I remember watching the music video to Destiny’s Child’s Independent Women as a child, failing hopelessly to mimic the dance moves and looking on in awe as the three singers – led by Beyoncé – dominated that video.
It’s difficult to write a critical analysis of any pop sensation without feeling a little silly. Why focus so much energy and time on a woman at the top of her game, singing songs that seduce us to the dance floor or hypnotise us to zone out in our homes?
But contemporary feminism isn’t just about women in politics, business or academia – it’s also about women in entertainment. And in the case of Beyoncé, it’s not so much about the woman or the celebrity, but the reaction she inspires in South African society, which is experiencing a burgeoning feminist revival – particularly among young women.
A casual browse through the work of some of South Africa’s prominent young women writers will tell you that Beyoncé inspires and has become an icon of aspiration.
Beyoncé has become synonymous with black feminism in pop culture, but she also has her critics.
“The Beyoncéfication of black women is on the increase with unrealistic expectations that many girls and women may never achieve nor care to achieve in their lifetime,” wrote gender activist and social worker Rethabile Mashale in a column on News 24.
“Beyoncéfication being that Beyoncé is the standard upon which all black women are expected to aspire, an expectation that women need to be curvaceous yet have a petite body, sleek and well-groomed weave being a necessity [rather] than an option, and dance like warriors without breaking a sweat.”
It’s no secret that body politics have always plagued women, especially black women who are ostracised for being curvaceous. In recent years, Hollywood and fashion pages have sold the booty as a must-have item, but then it has to be the right kind of booty: firm, round (but not too round) and cellulite-free.
The issue of body norms and the Beyoncé “standard” flared again recently when the Sun newspaper in Britain claimed that the singer would play the role of Sarah Baartman – who was exhibited as a freak show attraction in Europe in the 19th century – in a biopic film.
But the historical images we see of Baartman show a woman more voluptuous than Beyoncé. Perhaps these images were exaggerated to further mock Baartman’s physique as it was in the 1800s, but these are pictures we have in our mind’s eye.
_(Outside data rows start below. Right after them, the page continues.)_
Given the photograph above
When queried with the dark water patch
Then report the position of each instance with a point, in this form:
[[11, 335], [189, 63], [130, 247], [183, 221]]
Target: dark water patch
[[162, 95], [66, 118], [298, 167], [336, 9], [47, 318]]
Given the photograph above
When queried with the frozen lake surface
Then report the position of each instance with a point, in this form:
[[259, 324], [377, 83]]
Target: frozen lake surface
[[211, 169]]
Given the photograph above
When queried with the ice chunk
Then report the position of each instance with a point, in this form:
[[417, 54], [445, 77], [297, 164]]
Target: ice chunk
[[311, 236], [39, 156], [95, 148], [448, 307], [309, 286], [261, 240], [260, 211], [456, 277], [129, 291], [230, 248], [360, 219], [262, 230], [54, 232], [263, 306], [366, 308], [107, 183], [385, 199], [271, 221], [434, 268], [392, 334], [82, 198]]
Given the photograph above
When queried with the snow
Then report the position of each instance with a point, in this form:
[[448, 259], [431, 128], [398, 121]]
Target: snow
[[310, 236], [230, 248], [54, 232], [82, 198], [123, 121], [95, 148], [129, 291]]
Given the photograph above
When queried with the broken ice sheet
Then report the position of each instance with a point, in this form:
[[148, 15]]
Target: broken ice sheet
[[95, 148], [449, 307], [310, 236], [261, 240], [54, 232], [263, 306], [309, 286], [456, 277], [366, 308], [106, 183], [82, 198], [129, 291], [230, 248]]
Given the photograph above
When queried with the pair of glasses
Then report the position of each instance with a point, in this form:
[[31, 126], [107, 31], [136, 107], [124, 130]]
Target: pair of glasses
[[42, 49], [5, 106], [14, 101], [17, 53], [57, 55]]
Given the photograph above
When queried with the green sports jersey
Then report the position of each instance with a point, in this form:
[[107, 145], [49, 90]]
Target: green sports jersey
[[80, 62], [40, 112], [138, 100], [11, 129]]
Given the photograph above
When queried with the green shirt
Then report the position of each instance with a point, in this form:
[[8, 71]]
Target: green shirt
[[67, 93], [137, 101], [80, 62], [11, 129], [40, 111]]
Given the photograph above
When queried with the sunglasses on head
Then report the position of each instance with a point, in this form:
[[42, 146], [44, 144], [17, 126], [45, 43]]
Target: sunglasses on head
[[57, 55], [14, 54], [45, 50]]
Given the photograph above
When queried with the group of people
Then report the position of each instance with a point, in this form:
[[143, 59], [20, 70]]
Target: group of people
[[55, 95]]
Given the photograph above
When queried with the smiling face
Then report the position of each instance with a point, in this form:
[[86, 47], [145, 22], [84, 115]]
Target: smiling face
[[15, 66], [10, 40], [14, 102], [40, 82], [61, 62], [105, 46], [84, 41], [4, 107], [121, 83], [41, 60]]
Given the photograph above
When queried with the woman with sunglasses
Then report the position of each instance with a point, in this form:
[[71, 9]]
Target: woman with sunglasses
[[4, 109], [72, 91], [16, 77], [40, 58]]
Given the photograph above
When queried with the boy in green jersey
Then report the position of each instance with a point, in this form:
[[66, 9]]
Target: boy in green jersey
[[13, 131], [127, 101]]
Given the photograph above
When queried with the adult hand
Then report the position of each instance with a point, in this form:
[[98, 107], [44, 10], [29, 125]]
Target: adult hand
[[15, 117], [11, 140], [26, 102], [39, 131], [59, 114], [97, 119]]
“Ignoring the fact that the Khoikhoi are alive and that Sarah’s story would have an impact on how we are portrayed, is a mistake of great magnitude,” Jean Burgess, local chief of the Ghonaqua people, the first indigenous people of South Africa, told News24. “I can only see arrogance in her attempt to tell a story that is not hers to tell.”
South Africans on social media suggested that, instead of Beyoncé, a local actress play the role. The irony is that often local talent is sidelined because of the attention given to US celebrities such as Beyoncé.
Who we identify as our feminist role models is a personal choice, yet it’s important to know that contemporary South African culture has its own female icons in the form of women such as Zaki Ibrahim or Nonku Phiri.
The rumours that Beyoncé would play Baartman are almost inconsequential at this point – the singer’s representative has already denied Beyoncé’s involvement in any Baartman film.
But the reaction to the rumours is what’s interesting. For the first time, the South African Beyhive began to move away from Queen Bey, protecting Baartman’s history and pain from Western appropriation.
It revealed that even within the contemporary, global black feminism movement, there is a power struggle. As a whole, black women are othered, but black women from the US still have more power than black women from other countries.
Beyoncé is the woman almost every other modern woman wants to be. Her success is dazzling: she’s earned 20 Grammy awards, raked in $250-million in 2015, and in 2013 and 2014 Time magazine listed her as one of the most influential women in the world.
But while we watch Beyoncé’s ballin’ lifestyle of Bentleys, palaces and jewels, a part of us knows that it’s in some way unattainable. It’s the possibility of a black woman living that charmed life that seduces us.
In one way, it’s simply reselling the American Dream to black women in countries like South Africa where the possibility of living that life shrinks, and where many of us would fight against Western standards and norms because they are a form of oppression.
As a woman from the US, Beyoncé, even as a black woman who is othered, still holds more power than black women from elsewhere.
The fight for feminism in countries like South Africa is not just about achieving equality at home, but also about challenging a global system where women from the global South are still deemed inferior to women from the global North.